McCrory basically addressed Perdue's answer and explained that she is part of the wasteful spending that has helped raise NC's taxes. When he becomes governor, he wants to get rid of the secretive wasteful spending in order to help lower all taxes, which as Munger pointed out, are some of the highest in America.

Monday, October 13, 2008

Three down, one to go

Unlike my favorite driver, Dale Earnhardt Jr., and my football team, the Carolina Panthers, at least my choice for the next governor of North Carolina enjoyed a successful weekend marked by three major newspaper endorsements:

The Winston Salem Journal (10/12/08) -- "North Carolina enjoys a gubernatorial election this year with three candidates who would make good governors. The Journal thinks that Charlotte Mayor Pat McCrory is the best qualified of the three to be a very good governor...

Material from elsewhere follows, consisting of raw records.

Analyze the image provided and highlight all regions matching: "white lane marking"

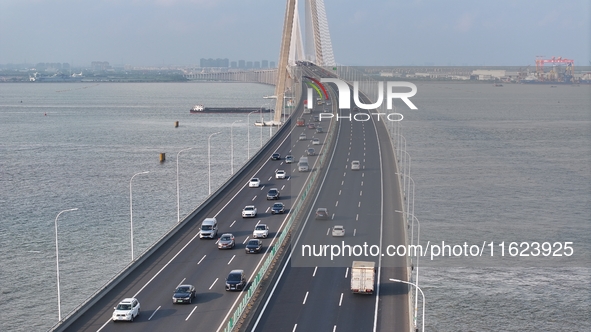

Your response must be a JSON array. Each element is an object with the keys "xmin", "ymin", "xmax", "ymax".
[
  {"xmin": 148, "ymin": 306, "xmax": 161, "ymax": 320},
  {"xmin": 209, "ymin": 278, "xmax": 219, "ymax": 289},
  {"xmin": 185, "ymin": 306, "xmax": 197, "ymax": 322}
]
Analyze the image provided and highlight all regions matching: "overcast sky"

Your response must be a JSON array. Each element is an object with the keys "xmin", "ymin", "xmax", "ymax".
[{"xmin": 0, "ymin": 0, "xmax": 591, "ymax": 66}]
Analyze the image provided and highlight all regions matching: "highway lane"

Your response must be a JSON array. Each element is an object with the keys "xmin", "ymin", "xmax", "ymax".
[
  {"xmin": 61, "ymin": 81, "xmax": 336, "ymax": 331},
  {"xmin": 253, "ymin": 76, "xmax": 409, "ymax": 331}
]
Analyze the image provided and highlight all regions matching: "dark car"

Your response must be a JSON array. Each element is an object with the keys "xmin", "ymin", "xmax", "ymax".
[
  {"xmin": 218, "ymin": 233, "xmax": 235, "ymax": 249},
  {"xmin": 267, "ymin": 188, "xmax": 281, "ymax": 200},
  {"xmin": 316, "ymin": 208, "xmax": 328, "ymax": 219},
  {"xmin": 172, "ymin": 285, "xmax": 195, "ymax": 304},
  {"xmin": 271, "ymin": 203, "xmax": 285, "ymax": 214},
  {"xmin": 244, "ymin": 239, "xmax": 263, "ymax": 254},
  {"xmin": 226, "ymin": 270, "xmax": 246, "ymax": 291}
]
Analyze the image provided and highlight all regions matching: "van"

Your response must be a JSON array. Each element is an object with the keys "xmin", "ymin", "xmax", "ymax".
[
  {"xmin": 298, "ymin": 157, "xmax": 308, "ymax": 172},
  {"xmin": 199, "ymin": 218, "xmax": 218, "ymax": 239}
]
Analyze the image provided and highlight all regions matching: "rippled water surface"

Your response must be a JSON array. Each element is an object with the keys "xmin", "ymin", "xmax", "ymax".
[{"xmin": 0, "ymin": 83, "xmax": 591, "ymax": 331}]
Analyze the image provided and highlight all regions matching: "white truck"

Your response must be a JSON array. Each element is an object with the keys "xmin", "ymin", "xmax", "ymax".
[{"xmin": 351, "ymin": 261, "xmax": 376, "ymax": 294}]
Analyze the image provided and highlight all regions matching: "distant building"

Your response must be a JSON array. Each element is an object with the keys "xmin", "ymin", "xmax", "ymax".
[{"xmin": 90, "ymin": 61, "xmax": 111, "ymax": 71}]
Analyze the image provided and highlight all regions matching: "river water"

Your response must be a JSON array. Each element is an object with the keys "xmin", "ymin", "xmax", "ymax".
[{"xmin": 0, "ymin": 83, "xmax": 591, "ymax": 331}]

"The Journal was especially impressed with McCrory's promises to rethink our transportation needs and make long-range plans to meet them. He also impresses us with promised policies of an open office, thus allowing the public to see how its government operates."

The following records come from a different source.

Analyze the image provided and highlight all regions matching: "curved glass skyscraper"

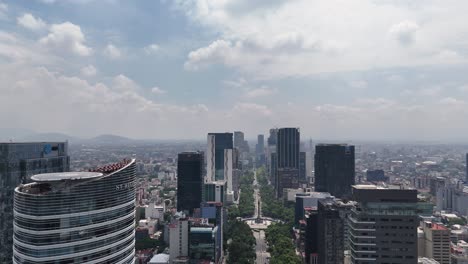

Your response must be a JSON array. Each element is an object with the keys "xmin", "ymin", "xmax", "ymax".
[{"xmin": 13, "ymin": 160, "xmax": 135, "ymax": 264}]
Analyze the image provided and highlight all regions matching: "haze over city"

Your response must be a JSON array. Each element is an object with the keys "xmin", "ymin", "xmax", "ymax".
[{"xmin": 0, "ymin": 0, "xmax": 468, "ymax": 142}]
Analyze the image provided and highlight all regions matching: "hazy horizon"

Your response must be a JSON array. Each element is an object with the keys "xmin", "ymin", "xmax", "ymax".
[{"xmin": 0, "ymin": 0, "xmax": 468, "ymax": 142}]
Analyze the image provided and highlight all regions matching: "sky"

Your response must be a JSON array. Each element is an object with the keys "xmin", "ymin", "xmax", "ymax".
[{"xmin": 0, "ymin": 0, "xmax": 468, "ymax": 141}]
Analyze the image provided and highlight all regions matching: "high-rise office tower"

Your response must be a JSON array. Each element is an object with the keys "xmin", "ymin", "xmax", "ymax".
[
  {"xmin": 206, "ymin": 133, "xmax": 233, "ymax": 182},
  {"xmin": 177, "ymin": 152, "xmax": 203, "ymax": 215},
  {"xmin": 13, "ymin": 160, "xmax": 136, "ymax": 264},
  {"xmin": 265, "ymin": 128, "xmax": 278, "ymax": 183},
  {"xmin": 201, "ymin": 202, "xmax": 225, "ymax": 263},
  {"xmin": 256, "ymin": 134, "xmax": 265, "ymax": 155},
  {"xmin": 203, "ymin": 181, "xmax": 226, "ymax": 203},
  {"xmin": 234, "ymin": 131, "xmax": 250, "ymax": 153},
  {"xmin": 465, "ymin": 153, "xmax": 468, "ymax": 183},
  {"xmin": 348, "ymin": 185, "xmax": 432, "ymax": 264},
  {"xmin": 169, "ymin": 218, "xmax": 189, "ymax": 263},
  {"xmin": 418, "ymin": 221, "xmax": 451, "ymax": 264},
  {"xmin": 234, "ymin": 131, "xmax": 245, "ymax": 151},
  {"xmin": 299, "ymin": 152, "xmax": 307, "ymax": 182},
  {"xmin": 255, "ymin": 135, "xmax": 266, "ymax": 168},
  {"xmin": 317, "ymin": 197, "xmax": 353, "ymax": 264},
  {"xmin": 0, "ymin": 142, "xmax": 70, "ymax": 263},
  {"xmin": 304, "ymin": 210, "xmax": 322, "ymax": 264},
  {"xmin": 314, "ymin": 144, "xmax": 355, "ymax": 199},
  {"xmin": 276, "ymin": 128, "xmax": 300, "ymax": 197},
  {"xmin": 267, "ymin": 128, "xmax": 278, "ymax": 146}
]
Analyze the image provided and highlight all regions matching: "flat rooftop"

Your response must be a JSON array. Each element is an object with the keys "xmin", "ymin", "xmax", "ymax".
[{"xmin": 31, "ymin": 171, "xmax": 104, "ymax": 182}]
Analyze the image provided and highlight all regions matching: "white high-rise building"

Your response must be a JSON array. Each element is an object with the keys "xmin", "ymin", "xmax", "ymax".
[
  {"xmin": 169, "ymin": 218, "xmax": 189, "ymax": 263},
  {"xmin": 13, "ymin": 160, "xmax": 136, "ymax": 264}
]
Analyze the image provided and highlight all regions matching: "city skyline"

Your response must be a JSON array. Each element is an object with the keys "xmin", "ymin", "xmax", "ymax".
[{"xmin": 0, "ymin": 0, "xmax": 468, "ymax": 141}]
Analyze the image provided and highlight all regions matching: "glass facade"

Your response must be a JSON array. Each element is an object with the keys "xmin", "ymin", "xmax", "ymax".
[
  {"xmin": 189, "ymin": 227, "xmax": 218, "ymax": 264},
  {"xmin": 177, "ymin": 152, "xmax": 203, "ymax": 215},
  {"xmin": 315, "ymin": 144, "xmax": 355, "ymax": 199},
  {"xmin": 208, "ymin": 133, "xmax": 233, "ymax": 181},
  {"xmin": 13, "ymin": 160, "xmax": 136, "ymax": 264},
  {"xmin": 0, "ymin": 142, "xmax": 70, "ymax": 263}
]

The Greensboro News & Record (10/12/08) -- "Pat McCrory's stump speeches and debate performances make a good case for his candidacy. But his record as the longest-serving mayor of North Carolina's largest city makes an even better one. McCrory, 51, a Republican who grew up in Jamestown, has won seven consecutive terms as Charlotte's mayor.

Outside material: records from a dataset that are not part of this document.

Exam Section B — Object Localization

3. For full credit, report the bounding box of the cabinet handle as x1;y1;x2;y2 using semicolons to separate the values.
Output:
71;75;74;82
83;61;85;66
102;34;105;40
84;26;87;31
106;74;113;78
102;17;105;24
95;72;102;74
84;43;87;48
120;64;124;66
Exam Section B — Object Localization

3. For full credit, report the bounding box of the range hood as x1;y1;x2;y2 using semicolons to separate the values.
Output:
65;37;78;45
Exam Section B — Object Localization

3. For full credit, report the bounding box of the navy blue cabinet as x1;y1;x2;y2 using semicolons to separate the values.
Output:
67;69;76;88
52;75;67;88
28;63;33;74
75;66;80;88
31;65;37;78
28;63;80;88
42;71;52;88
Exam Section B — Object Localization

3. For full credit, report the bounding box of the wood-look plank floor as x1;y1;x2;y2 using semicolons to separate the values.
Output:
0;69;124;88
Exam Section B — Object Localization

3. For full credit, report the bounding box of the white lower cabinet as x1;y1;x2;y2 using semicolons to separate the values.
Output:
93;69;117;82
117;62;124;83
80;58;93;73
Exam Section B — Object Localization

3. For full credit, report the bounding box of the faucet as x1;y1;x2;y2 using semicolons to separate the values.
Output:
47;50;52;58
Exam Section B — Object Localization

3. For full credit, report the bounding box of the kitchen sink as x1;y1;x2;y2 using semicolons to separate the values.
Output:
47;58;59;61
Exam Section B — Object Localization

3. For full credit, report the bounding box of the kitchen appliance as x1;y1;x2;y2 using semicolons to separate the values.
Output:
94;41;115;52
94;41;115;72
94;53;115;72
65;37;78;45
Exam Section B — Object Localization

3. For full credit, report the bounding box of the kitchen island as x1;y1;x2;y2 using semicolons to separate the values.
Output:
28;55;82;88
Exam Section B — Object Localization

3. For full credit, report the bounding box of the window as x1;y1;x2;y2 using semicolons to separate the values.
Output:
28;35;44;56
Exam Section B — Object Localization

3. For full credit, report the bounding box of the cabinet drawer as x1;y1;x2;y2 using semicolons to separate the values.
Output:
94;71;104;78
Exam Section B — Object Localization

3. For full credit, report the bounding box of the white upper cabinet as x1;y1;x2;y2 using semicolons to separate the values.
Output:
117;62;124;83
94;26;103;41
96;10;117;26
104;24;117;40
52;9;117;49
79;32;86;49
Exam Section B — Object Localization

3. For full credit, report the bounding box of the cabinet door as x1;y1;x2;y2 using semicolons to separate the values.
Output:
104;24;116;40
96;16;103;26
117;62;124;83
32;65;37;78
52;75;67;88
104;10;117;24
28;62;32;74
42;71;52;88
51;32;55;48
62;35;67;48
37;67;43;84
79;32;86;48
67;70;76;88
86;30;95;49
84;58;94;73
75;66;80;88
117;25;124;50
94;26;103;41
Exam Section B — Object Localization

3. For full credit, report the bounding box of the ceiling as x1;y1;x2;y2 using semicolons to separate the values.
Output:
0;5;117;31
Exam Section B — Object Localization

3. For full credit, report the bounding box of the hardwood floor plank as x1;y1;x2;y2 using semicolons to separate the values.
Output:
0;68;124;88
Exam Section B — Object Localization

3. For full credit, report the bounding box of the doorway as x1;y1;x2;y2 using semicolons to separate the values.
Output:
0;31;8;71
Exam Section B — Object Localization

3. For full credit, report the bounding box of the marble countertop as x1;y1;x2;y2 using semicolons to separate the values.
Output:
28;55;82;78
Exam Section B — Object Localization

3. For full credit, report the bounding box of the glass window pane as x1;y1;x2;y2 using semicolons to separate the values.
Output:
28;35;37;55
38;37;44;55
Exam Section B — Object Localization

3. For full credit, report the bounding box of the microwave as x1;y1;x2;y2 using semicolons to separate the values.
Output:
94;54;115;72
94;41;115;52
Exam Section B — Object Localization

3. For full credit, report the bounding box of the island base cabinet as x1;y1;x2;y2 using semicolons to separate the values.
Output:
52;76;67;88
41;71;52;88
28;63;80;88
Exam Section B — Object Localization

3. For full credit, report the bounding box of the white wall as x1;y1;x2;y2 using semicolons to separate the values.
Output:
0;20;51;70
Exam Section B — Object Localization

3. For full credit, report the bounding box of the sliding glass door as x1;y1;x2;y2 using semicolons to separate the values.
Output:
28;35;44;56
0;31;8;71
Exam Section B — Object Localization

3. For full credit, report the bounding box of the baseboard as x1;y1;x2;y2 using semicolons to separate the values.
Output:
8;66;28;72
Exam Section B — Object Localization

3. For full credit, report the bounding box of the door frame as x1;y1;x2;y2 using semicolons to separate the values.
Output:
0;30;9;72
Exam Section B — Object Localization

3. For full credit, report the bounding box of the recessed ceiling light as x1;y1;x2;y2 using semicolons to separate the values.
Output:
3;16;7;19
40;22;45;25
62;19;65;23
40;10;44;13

"You don't receive that many votes of confidence without doing something right.

"In a city, which unlike Greensboro, holds partisan elections for its leaders, McCrory has worked effectively across party lines to get things done on a majority-Democratic city council. Also unlike Greensboro, where the mayor is merely one of nine equals, Charlotte's mayor wields veto power to go with the title...

"McCrory's skills and experience are best suited to provide what Raleigh needs most right now: a broad view, a clear plan and an ambitious vision."

Charlotte Observor, 10/05/08 -- "N.C. voters face a difficult choice for governor on Nov. 4. We recommend a vote for Republican Pat McCrory. We believe McCrory's experience, approach to government, outsider perspective and willingness to take a stand make him a better choice than Democrat Bev Perdue.

"McCrory would bring an urgently needed energy to the office. While we don't agree with him on every issue, he knows where he stands on most aspects of state government and why he stands there. He's too sure, sometimes, that his position is right, but that certitude is preferable to Perdue's tendency to base her stands on what she believes is politically expedient.

"As Charlotte mayor for 13 years, McCrory, 51, has shown steady leadership. He has presided over a prosperous age for the city driven in large part by people and factors that had little to do with him. But he has generally kept city government clean and helped make Charlotte a place where people want to live, and one which has attracted thousands of newcomers."

Thursday, October 9, 2008

Easley throws away $250,000 in taxpayer money -- Perdue complains debate stories "not fair"

State's jet purchase dropped

State officials are scrambling to recover a $250,000 down payment after canceling an order for a new $9 million jet.

Gov. Mike Easley on Wednesday ordered the N.C. Department of Commerce to scrub the deal after reporters asked about the Cessna Citation jet, called the Encore+. The reversal came during a week in which Easley told agencies to prepare for a 3 percent budget cut.

"A plane is not necessary," said Easley spokeswoman Sherry Johnson. "It's not going to be purchased in this economy."


"If it was wrong when the media found about it, it was wrong before the media found out about it," said Jack Hawke, senior adviser to Charlotte Mayor Pat McCrory, the GOP candidate for governor. "It's part of the culture of secrecy that covers up these things and wastes taxpayer dollars."


I don't think I need to even COMMENT on that story.


Perdue protests debate story

Lt. Gov. Beverly Perdue says she has debated plenty.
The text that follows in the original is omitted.